No final do século XIX, a imigração em massa, sobretudo de italianos, espanhóis e portugueses, contribuiu para a industrialização do país. No caso de São Paulo, os bairros Brás, Belenzinho e Mooca abrigaram grande quantidade de operários. Nas indústrias, as condições de trabalhado desagradavam os trabalhadores. O pesquisador esclarece: “A carga horária invariavelmente ultrapassava 13 horas. Havia espaços muito pequenos para o almoço e para o café da tarde, com duração máxima de 15 minutos. As idas ao banheiro eram reguladas, os funcionários eram vigiados para que não conversassem entre si; podiam sofrer agressões físicas caso descumprissem as regras da empresa. O ambiente ao qual os trabalhadores eram expostos era insalubre, sem nenhuma proteção; os salários eram baixos; crianças ingressavam no trabalho para ajudar na renda familiar e sofriam as mesmas agressões, assim como as mulheres – até mesmo grávidas. Os salários desses grupos eram ainda mais baixos que o ordenado dos homens”.

Nesse cenário, o anarquismo enquanto ideologia dissidente do sistema vigente – um estado social onde as relações e suas organizações não orbitam entorno de um governo ou de representatividade política – trazido da Europa por esses trabalhadores –, começou a ganhar força entre os paulistanos, assim como entre operários de todo o país. Em seu trabalho, o autor enfatiza que o anarquismo brasileiro ganha características próprias, em especial na cidade de São Paulo. “Mas não representou uma ruptura ou uma contrariedade com o pensamento libertário europeu.

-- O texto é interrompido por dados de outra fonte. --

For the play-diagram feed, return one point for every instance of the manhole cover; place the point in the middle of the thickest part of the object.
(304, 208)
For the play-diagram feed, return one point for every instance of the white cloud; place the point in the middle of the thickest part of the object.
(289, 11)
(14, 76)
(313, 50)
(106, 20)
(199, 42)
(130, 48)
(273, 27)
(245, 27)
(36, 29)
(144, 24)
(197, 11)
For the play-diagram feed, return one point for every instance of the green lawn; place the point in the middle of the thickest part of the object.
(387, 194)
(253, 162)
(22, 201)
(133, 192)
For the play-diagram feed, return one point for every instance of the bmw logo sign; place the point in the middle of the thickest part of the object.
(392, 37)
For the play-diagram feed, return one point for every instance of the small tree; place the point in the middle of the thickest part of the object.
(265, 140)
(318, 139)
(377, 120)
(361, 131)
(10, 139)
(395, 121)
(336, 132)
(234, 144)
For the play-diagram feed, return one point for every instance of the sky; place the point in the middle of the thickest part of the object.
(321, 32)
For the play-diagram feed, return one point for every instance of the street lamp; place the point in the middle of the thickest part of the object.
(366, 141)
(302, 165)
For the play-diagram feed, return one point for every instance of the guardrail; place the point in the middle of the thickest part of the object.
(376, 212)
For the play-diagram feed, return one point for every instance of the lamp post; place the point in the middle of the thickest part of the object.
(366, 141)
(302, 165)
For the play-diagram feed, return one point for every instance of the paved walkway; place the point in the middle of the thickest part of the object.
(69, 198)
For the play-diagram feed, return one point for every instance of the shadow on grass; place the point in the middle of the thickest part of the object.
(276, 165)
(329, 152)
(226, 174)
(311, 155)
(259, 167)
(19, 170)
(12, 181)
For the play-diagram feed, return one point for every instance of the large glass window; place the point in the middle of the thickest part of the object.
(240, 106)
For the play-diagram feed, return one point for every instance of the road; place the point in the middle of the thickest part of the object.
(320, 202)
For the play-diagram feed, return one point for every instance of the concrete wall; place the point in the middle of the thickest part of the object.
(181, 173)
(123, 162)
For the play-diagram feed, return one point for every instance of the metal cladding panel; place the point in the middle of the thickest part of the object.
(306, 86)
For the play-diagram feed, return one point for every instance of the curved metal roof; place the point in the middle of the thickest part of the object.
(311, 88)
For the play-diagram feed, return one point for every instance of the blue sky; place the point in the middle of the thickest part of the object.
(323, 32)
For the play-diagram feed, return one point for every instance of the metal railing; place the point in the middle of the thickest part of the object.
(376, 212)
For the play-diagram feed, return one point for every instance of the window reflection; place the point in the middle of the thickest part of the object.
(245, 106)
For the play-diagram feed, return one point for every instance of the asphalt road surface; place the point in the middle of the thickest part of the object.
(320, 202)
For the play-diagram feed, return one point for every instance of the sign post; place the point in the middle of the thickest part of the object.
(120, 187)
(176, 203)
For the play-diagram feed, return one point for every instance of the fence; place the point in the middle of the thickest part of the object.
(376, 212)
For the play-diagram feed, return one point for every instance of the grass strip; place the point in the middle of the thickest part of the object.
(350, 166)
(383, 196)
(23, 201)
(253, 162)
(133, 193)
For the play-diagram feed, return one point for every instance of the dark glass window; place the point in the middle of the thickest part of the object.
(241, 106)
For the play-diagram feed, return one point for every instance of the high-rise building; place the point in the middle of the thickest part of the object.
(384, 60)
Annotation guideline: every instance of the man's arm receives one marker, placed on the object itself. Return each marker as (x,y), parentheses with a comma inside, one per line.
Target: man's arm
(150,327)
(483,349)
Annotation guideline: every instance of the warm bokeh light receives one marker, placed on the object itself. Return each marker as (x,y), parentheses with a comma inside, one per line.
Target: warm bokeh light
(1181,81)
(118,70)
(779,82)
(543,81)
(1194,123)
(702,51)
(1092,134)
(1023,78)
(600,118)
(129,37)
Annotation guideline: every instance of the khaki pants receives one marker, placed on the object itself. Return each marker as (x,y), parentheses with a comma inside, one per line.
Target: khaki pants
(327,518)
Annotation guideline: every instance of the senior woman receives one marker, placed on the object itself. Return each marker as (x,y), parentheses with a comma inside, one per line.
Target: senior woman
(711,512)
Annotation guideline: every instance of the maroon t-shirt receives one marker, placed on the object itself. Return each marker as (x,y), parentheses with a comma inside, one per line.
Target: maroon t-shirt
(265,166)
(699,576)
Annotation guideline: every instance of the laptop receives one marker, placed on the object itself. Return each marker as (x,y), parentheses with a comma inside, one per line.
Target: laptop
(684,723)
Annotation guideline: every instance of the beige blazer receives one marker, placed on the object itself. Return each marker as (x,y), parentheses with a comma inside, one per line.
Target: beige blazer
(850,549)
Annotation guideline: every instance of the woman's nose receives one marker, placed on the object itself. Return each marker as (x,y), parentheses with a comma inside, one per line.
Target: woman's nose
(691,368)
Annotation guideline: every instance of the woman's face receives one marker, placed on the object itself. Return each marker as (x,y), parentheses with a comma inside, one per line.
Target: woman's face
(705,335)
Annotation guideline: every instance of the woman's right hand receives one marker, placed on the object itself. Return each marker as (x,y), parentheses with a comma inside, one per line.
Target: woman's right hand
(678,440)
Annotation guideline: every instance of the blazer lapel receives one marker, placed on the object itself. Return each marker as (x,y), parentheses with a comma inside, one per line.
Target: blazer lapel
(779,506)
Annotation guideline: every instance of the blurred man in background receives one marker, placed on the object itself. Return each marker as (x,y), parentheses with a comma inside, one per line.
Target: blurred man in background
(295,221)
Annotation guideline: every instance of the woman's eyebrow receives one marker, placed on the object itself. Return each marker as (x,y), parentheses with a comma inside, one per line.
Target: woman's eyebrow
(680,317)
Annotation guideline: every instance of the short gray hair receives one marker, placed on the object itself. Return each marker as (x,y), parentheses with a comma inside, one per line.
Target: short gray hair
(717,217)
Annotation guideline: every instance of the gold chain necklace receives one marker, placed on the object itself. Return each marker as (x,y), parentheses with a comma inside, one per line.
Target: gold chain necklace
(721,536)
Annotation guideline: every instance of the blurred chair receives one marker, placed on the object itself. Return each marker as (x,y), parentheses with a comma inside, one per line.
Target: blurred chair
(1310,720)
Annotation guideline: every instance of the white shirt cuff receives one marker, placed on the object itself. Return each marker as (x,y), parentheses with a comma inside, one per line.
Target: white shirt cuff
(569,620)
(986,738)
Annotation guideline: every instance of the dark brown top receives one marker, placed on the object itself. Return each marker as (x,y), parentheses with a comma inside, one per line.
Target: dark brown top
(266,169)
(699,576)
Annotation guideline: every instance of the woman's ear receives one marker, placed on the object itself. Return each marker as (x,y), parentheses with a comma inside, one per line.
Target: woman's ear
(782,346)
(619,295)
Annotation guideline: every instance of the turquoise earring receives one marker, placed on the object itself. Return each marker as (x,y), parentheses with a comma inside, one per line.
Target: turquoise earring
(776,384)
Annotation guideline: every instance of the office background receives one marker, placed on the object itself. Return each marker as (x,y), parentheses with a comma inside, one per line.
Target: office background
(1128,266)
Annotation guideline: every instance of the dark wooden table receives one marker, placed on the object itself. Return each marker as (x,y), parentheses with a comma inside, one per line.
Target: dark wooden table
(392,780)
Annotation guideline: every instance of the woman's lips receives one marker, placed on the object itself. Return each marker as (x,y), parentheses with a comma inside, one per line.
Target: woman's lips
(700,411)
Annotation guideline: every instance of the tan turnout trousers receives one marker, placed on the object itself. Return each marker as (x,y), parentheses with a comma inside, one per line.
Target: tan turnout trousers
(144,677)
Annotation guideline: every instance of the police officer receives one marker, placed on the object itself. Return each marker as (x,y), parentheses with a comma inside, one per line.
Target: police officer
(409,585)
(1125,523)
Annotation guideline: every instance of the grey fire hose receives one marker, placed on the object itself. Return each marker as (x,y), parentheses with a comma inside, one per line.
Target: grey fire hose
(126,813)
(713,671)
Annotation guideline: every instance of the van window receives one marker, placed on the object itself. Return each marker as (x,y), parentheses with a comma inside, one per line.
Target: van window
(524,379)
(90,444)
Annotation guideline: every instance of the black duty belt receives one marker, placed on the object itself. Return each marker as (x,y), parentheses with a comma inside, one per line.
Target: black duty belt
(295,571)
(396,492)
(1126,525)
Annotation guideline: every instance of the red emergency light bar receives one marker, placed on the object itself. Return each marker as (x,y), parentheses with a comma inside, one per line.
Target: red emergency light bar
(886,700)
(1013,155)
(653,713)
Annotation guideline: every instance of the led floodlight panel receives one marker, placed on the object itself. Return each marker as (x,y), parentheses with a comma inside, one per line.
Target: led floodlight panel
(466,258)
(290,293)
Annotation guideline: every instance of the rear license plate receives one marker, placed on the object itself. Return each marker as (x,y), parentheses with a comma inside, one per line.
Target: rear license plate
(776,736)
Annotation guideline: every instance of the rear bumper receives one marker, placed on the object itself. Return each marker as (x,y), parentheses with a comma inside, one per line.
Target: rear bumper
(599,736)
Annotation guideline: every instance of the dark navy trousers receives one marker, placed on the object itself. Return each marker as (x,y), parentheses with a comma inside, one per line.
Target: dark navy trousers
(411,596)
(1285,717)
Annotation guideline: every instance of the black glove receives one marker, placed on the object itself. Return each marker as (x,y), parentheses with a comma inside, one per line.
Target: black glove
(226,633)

Ao contrário, preceitos que constituem a base da ideologia foram preservados e se atualizaram diante do nosso contexto”.

À moda espanhola

O pesquisador relata que, a partir dos anos 1900, o governo republicano começou a investir em escolas na periferia de São Paulo. “Somente em 2 de fevereiro de 1909 foi criado o Grupo Escolar do Belenzinho,” diz. De acordo com a dissertação, 1909 foi um ano emblemático para o movimento anarquista e para a educação libertária. Foi o ano em que os grupos libertários de São Paulo criaram a Comissão Pró Escola Moderna com o objetivo de fundar duas unidades de mesmo nome e em referência a experiência espanhola.

“No dia 13 de outubro de 1909, em Barcelona, aos gritos de ‘Viva la Escuela Moderna’, Francisco Ferrer, um educador libertário catalão, era fuzilado. Foi preso no dia 1 de setembro do mesmo ano sob a acusação de ter sido um dos principais autores da série de greves ocorridas em Barcelona, que ficou conhecida como Semana Trágica. Preso, condenado e fuzilado sem encontrarem nenhuma prova do seu envolvimento com o episódio, Ferrer acabou se tornando um mártir para o movimento anarquista,” escreveu Pinto.

A finalidade do Comitê Pró Escola Moderna foi congregar pessoas interessadas nas propostas da educação racionalista e também arrecadar fundos para a fundação de escolas similares à Escuela Moderna de Barcelona, ou seja, onde as concepções da educação racional pudessem ser colocadas em prática, além simpatizantes do movimento anarquista e também das ideias de Ferrer sobre educação.

A Escola Moderna n. 1 foi inaugurada em 13 de maio de 1912, sob a direção do professor João Penteado, na rua Saldanha Marinho n. 66, no bairro do Belenzinho. Posteriormente, a Escola seria transferida para a avenida Celso Garcia n. 262. Bem próxima a ela, na rua Miller n. 74, provavelmente em 1913, foi criada a Escola Moderna n. 2, sob a organização da Comissão Pró Escola Moderna. As Escolas passaram a funcionar após a obtenção de um alvará da Secretaria de Instrução Pública do Estado.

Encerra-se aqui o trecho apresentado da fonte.